Taylor’s pathway was direct because the US wanted it that way. George W. Bush, in particular, wanted Taylor delivered to the Hague. Here’s how Liberian writer Femi Fani- Kayode puts it in an extensive article appearing in Nigeria’s NEXT:
This was the betrayal of the century and, in my view, those that should have known better panicked at the last minute and broke ranks. But I do not believe that Obasanjo was amongst those that betrayed anybody. To be fair to [Nigerian] President Olusegun Obasanjo, he was, in fact, the last man standing and he resisted the pressure until it all came to a head during a state visit to America when George W. Bush refused to see him until Taylor was produced. Ironically the real traitor was not Obasanjo but rather President Ellen Sirlief-Johnson of Liberia.
Taylor’s deal was simple enough. If he surrendered power he would be left alone to live out his life in Nigeria. Fani-Kayode traces the further betrayal.

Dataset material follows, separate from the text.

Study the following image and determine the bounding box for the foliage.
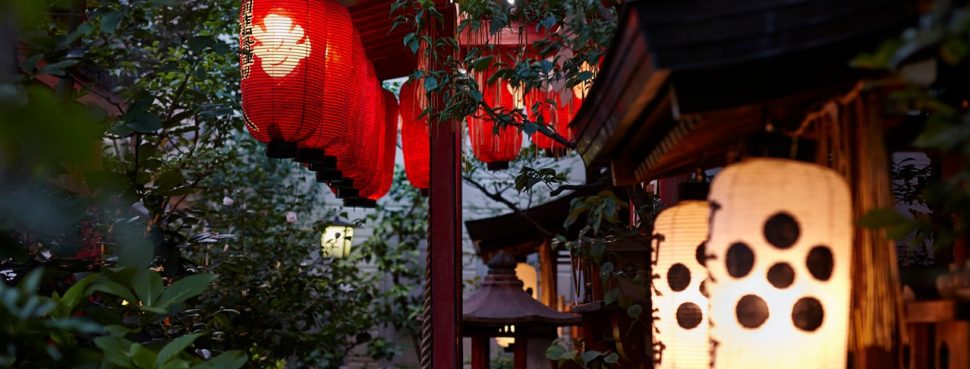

Things eventually came to a head when Obasanjo went on a state visit to America and a final demand was made for Taylor … It was at that point that George W. Bush pointblank refused to see Obasanjo whilst he remained in Washington unless and until Taylor was traced, found, and handed over to the Liberians.
Thus it was that Taylor’s removal to the Hague became a reality. The powers-that-be desired a man who seemed a monster to serve as the subject of a precedent setting criminal case.
The verdict perhaps was not a total triumph for those behind the court that wanted an even stronger verdict. Judges convicted Taylor of aiding and abetting atrocities but did not declare him guilty of direct command responsibility.”
While this may be a setback, it’s not really of concern. Taylor has been found guilty. World government has taken another step forward. A “new world order” is built of such small steps. Its progress continues.